Compare Claude 3.5 Sonnet, ChatGPT 4o and Gemini 1.5 Pro
So, to test this claim, this detailed comparison was done. Like the previous comparison between Claude 3 Opus, GPT-4 and Gemini 1.5 Pro, the comparison evaluated reasoning ability, multimodal reasoning, code generation, etc. Let's find out in detail below. Please!
1. Find the drying time
Although this may seem like a basic question, start the test with this difficult reasoning question. LLMs tend to make frequent mistakes. Claude 3.5 Sonnet makes the same mistake and approaches the question mathematically. The model said it would take 1 hour and 20 minutes to dry 20 towels, which is incorrect. ChatGPT 4o and Gemini 1.5 Pro got the answer right when they said it would still take 1 hour to dry 20 towels.

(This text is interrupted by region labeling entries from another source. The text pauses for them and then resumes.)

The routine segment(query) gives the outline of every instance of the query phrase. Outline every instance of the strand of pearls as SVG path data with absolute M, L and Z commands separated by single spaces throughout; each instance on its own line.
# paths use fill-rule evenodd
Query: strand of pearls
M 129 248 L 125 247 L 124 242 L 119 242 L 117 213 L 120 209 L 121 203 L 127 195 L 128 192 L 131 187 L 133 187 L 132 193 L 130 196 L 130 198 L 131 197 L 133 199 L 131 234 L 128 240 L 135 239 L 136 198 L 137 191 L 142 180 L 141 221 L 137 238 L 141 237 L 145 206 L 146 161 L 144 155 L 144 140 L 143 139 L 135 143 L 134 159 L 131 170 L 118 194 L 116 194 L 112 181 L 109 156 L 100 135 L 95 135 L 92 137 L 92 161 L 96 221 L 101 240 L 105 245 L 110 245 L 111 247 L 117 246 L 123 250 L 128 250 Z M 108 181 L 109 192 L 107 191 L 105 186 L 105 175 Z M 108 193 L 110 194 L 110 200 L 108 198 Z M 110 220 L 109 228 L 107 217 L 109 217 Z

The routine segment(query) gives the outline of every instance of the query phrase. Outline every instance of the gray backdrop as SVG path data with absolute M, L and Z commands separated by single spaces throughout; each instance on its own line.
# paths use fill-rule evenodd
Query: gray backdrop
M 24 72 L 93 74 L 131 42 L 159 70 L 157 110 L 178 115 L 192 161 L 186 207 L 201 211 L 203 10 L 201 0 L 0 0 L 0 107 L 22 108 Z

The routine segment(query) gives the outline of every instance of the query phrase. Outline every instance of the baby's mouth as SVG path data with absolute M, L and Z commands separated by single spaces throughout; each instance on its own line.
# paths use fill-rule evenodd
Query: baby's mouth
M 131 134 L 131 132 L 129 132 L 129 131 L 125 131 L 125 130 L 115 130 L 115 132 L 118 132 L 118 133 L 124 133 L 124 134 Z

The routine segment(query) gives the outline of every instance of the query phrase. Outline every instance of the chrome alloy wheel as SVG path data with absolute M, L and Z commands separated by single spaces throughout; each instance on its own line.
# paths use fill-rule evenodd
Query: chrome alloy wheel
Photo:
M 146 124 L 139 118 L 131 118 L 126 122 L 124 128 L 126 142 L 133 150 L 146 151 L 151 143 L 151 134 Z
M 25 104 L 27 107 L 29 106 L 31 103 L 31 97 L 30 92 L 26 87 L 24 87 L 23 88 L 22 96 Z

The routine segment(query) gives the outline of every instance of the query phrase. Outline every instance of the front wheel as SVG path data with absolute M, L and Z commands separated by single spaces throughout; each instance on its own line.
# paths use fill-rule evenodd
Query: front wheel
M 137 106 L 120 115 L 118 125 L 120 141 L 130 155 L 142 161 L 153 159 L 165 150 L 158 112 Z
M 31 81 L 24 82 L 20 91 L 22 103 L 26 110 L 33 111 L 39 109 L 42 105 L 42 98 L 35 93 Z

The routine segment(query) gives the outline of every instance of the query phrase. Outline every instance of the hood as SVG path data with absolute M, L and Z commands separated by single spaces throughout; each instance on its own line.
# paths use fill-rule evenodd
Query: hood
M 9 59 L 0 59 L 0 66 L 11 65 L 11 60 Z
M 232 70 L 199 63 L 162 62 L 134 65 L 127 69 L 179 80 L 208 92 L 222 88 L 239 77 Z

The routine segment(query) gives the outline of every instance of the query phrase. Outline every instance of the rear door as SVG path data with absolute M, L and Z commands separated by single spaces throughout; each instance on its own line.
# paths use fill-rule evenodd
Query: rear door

If it takes 1 hour to dry 15 towels under the Sun, how long will it take to dry 20 towels?
Roughly translated: If you dry 15 towels in the sun for 1 hour, how long will it take to dry 20 towels?

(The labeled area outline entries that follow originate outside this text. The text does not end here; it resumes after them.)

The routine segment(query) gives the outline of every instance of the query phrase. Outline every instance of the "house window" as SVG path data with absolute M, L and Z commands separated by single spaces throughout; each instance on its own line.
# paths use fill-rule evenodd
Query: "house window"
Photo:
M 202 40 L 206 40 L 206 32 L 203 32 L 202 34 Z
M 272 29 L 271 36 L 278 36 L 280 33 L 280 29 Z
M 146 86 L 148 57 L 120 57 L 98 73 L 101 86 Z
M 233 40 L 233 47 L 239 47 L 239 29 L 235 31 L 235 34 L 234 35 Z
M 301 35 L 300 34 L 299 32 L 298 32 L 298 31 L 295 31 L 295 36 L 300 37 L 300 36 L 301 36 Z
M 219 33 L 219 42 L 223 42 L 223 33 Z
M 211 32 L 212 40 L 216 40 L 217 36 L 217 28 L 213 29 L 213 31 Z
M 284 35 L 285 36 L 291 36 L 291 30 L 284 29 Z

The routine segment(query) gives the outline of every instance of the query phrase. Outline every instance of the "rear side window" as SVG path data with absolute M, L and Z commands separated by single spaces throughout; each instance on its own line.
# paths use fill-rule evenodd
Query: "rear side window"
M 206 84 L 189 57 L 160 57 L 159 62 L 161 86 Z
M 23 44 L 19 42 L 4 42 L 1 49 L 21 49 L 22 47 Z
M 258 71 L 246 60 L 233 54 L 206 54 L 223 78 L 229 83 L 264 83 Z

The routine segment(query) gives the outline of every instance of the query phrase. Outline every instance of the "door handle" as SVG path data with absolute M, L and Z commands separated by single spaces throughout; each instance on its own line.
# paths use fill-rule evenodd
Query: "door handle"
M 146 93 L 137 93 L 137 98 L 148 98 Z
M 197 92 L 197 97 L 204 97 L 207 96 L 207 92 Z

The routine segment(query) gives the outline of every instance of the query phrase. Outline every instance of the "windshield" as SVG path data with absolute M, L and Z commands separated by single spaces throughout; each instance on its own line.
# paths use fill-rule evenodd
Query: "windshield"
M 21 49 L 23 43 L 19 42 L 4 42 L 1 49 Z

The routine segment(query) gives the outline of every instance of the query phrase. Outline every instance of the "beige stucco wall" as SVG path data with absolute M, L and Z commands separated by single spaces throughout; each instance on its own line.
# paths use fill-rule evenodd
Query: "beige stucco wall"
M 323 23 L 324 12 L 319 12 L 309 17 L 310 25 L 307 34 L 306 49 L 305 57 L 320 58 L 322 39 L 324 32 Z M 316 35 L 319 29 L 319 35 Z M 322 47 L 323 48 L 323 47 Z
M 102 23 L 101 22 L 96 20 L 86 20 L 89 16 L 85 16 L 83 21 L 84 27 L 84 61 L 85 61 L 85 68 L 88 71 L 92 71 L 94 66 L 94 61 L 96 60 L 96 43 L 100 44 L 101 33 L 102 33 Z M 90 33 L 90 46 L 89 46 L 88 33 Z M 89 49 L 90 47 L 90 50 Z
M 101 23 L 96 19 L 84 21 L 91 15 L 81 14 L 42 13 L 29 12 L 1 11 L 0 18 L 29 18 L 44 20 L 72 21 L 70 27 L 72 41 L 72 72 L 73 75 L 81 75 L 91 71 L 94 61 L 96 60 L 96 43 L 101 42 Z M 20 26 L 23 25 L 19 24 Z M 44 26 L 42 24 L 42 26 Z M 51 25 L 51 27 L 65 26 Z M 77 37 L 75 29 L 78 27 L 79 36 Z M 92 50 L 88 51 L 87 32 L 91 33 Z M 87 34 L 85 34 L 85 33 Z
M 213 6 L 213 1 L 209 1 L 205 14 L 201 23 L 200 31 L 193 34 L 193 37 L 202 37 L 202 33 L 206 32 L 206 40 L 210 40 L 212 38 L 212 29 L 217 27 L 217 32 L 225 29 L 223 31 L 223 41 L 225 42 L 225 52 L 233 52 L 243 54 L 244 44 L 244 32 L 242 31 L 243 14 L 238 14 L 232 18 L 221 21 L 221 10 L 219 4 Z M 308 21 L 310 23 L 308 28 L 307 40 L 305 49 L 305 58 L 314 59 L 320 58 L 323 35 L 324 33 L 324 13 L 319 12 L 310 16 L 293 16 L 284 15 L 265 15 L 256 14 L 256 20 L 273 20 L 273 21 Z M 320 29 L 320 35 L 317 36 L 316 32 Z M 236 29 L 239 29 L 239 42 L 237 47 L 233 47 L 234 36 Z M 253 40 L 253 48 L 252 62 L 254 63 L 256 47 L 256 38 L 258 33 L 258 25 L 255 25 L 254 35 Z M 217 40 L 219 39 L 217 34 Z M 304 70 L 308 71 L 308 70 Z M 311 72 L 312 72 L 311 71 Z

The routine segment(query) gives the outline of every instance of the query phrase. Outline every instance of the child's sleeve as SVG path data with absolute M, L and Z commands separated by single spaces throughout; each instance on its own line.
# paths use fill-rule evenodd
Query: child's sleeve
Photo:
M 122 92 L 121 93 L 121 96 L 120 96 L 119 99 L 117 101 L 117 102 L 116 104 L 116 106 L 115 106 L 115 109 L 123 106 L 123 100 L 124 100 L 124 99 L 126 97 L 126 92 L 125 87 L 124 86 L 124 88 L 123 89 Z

Winning options : ChatGPT 4o and Gemini 1.5 Pro
2. Assess weight
Next, in this classic reasoning question, it's nice that all 3 models including Claude 3.5 Sonnet, ChatGPT 4o and Gemini 1.5 Pro all have the correct answer. A kilogram of feathers or whatever will always weigh more than a pound of steel or other materials.
What's heaviest, a kilo of feathers or a pound of steel?

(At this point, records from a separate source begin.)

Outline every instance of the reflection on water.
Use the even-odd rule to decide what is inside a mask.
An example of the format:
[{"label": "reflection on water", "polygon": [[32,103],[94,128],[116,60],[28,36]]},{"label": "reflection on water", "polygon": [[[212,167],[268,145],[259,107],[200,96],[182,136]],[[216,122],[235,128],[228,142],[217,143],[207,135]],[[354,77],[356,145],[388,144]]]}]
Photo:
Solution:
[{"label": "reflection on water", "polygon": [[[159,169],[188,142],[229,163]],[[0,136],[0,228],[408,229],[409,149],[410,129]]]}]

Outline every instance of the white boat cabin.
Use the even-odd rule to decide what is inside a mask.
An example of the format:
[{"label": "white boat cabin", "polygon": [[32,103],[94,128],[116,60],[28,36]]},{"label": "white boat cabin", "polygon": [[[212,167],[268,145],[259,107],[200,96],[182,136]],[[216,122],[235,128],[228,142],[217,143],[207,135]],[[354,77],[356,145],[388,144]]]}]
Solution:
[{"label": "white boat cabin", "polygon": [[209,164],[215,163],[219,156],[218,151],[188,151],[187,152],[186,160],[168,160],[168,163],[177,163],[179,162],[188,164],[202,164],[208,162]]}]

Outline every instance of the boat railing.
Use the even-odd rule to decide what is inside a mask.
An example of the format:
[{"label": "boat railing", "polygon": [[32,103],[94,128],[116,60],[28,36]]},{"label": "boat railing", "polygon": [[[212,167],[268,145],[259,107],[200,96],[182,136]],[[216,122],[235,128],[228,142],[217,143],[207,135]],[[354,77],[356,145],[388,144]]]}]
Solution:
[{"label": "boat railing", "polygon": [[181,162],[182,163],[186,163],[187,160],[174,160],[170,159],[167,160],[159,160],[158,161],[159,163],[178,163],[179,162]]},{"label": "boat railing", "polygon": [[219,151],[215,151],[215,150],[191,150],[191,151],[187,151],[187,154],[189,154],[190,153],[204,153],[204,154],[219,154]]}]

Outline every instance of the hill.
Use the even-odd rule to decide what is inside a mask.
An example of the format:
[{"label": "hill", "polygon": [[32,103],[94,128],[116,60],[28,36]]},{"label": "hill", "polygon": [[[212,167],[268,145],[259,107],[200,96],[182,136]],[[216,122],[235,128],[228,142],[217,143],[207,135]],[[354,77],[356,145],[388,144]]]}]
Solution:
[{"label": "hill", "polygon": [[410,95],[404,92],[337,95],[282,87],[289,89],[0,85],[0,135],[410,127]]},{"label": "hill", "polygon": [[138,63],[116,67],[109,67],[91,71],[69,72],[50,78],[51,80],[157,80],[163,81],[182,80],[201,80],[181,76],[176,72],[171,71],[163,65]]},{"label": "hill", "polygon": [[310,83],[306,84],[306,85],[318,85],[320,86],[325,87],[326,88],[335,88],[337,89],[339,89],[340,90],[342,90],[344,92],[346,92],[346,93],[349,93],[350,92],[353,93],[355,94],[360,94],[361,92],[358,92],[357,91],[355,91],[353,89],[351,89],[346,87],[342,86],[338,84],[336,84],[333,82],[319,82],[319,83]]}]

Which is heavier, a pound of feathers or a pound of steel?
Winning options : Claude 3.5 Sonnet, ChatGPT 4o and Gemini 1.5 Pro
3. Word puzzles
In the next reasoning test, Claude 3.5 Sonnet correctly answers that David has no brothers and that he is the only male among the siblings. ChatGPT 4o and Gemini 1.5 Pro have the right answer.
David has three sisters. Each of them has one brother. How many brothers does David have?
=> David has three sisters. Each of them has a younger brother. How many brothers does David have?
Winning options : Claude 3.5 Sonnet, ChatGPT 4o and Gemini 1.5 Pro
4. Sort items
Then, the author of the article asked all three models to arrange these objects so that they were stable. Unfortunately all three are wrong. The models take an identical approach: First place the laptop, then the book, the bottle, finally the 9 eggs at the bottom of the bottle, which is impossible. The older GPT-4 model had the correct answer.
Here we have a book, 9 eggs, a laptop, a bottle and a nail. Please tell me how to stack them onto each other in a stable manner.
Here we have a book, 9 eggs, a laptop, a bottle and a nail. Tell me how to stack them so they don't fall over.
Winning options : None
5. Follow the instructions
In its blog post, Anthropic mentioned that Claude 3.5 Sonnet is excellent at following instructions, and that seems about right. It generates all 10 sentences ending with the word 'AI'. ChatGPT 4o also gets it right 10/10. However, Gemini 1.5 Pro could only produce 5 correct sentences out of 10. Google must drive the model for better guidance.
Generate 10 sentences that end with the word "AI"
Roughly translated: Create 10 sentences ending with the word "AI"
Winning options : Claude 3.5 Sonnet and ChatGPT 4o
6. Find details
Anthropic was one of the first companies to offer large context lengths, starting from 100K tokens up to today's context window of 200K. So for this test, the author provided a large text with 25K characters and about 6K tokens. The author added a detail somewhere in the middle of the text.
The author asked all three models for details, but only Claude 3.5 Sonnet found the answer, while ChatGPT 4o and Gemini 1.5 Pro did not. So for handling large documents, Claude 3.5 Sonnet is the better model.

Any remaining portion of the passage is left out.